The Vijay-starrer Mersal is making well deserved waves at the box office and captivating the audiences. That would only enlighten his fans. However, this time his flick has hit headlines for wrong reasons and unfortunately, pitted against an uncalled for foe – Narendra Modi.

Twitter, ironically enough the social media partner of Mersal, is abuzz with trends of #MersalVsModi. All this because of an innocuous reference to Goods & Services Tax (GST). The non-existent BJP cadres took offence to the reference and demanded its purging. That raised alarm in the liberal camp, ever on the prowl for any Modi-bashing opportunity, raising calls of fascism and censorship.

Senior actors Kamal Haasan became the latest to join the bandwagon for supporting the movie against an imagined onslaught on the freedom of expression. “Counter criticism with logical response. Don’t silence critics. India will shine when it speaks,” he said on – you guess it – Twitter. The micro-blogging site is his favorite bunker for taking shots on his yet-undefined opponents and charting out yet-undefined plans for Tamil Nadu.

After watching Mersal in one of the theatres in Pune, I found the reference to GST largely inoffensive. And blaming actor Vijay for the same will be simply childish. The actor, while mouthing those dialogues, has not opposed GST nor commented on its inefficacy. He has simply compared the GST rates in Singapore and India and the medical services available in both countries. If there are discrepancies in the lines, and they are, the BJP Tamil Nadu has every right to point out.

After all, like director Atlee’s Theri and Bhairava, Mersal is heavily loaded with social message. This time around, the movie comments on lackluster condition of, or simple lack of, medical infrastructure in India as also rampant malpractices in the profession. Thus, keep aside the Vijay fans and looking through the prism of common audience, especially women, they will take an inaccurate message home and BJP is justified in developing concerns for the same. Neither the rate of GST in Singapore is as quoted in movie nor is medical treatment is free in that country.

Here comes another irony. The Tamil Nadu is ruled by AIADMK and Vijay had campaigned extensively for Jayalalithaa. Therefore, the state has a friendly dispensation for him and yet the actor is seen commenting on its poor performance.
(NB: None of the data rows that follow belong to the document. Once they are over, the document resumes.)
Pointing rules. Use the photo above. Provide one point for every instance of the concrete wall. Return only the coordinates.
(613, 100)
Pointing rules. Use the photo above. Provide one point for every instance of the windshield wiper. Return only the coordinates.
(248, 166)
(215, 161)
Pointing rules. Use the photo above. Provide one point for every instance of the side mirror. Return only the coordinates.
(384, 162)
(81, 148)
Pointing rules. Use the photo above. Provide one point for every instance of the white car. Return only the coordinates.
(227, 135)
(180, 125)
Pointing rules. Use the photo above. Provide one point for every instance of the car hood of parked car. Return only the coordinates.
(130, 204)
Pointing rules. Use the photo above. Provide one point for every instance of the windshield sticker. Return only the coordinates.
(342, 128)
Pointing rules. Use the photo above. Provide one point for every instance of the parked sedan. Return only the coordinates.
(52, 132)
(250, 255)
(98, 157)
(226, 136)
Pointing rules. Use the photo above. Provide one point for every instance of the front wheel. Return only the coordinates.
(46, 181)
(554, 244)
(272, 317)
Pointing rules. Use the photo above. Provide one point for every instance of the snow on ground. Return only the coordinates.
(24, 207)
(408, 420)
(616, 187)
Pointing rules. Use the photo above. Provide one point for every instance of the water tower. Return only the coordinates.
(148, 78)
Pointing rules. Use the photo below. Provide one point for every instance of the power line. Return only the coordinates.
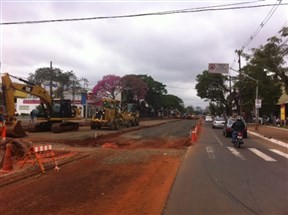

Now, coming to support lent by opposition parties to Mersal, it is useless. And to beat up anti-Modi sentiments over it may actually jeopardise their chances. The movie out and out speaks of Tamil supremacy (Tamilan will rule and Tamil is mother of all language). If those details come out and reach to non-Tamil Indians, all the sympathy earned for the movie may burst in a second. Again, as pointed out above, there is hardly a word against GST in the movie. BJP has just termed dialogue “untruths” and demanded that the references be deleted. Party leader H. Raja wen overboard to claim that the movie exposed Vijay’s “anti-Modi hatred”. Even if these demands create anti-BJP sentiments, they will remain confined to Tamil Nadu, where otherwise also BJP has not much at stake since these leaders do not enjoy any stature outside the state. I wonder how many people, including Hindi TV channel anchors, can pronoune Tamilisai Sounderrajan’s name correctly and how many of them know what post she enjoys! And Modi is nowhere involved in this, not from a long shot!

Therefore, if liberals look to Mersal as another stepstone to take aim at Narendra Modi, they will fall flat on their faces. Mersal is a good movie and a must watch for appreciating the evolving movie making techniques (script, role playing and message packaging). As with Kaththi, it is another Diwali gift to relish.

And an advice for Mr. Atlee, as we watched movie the multiplex charged exorbitant rates for simple tea and coffee (because of which we skipped them). Let your concern for society address this issue in your next movie. How about that?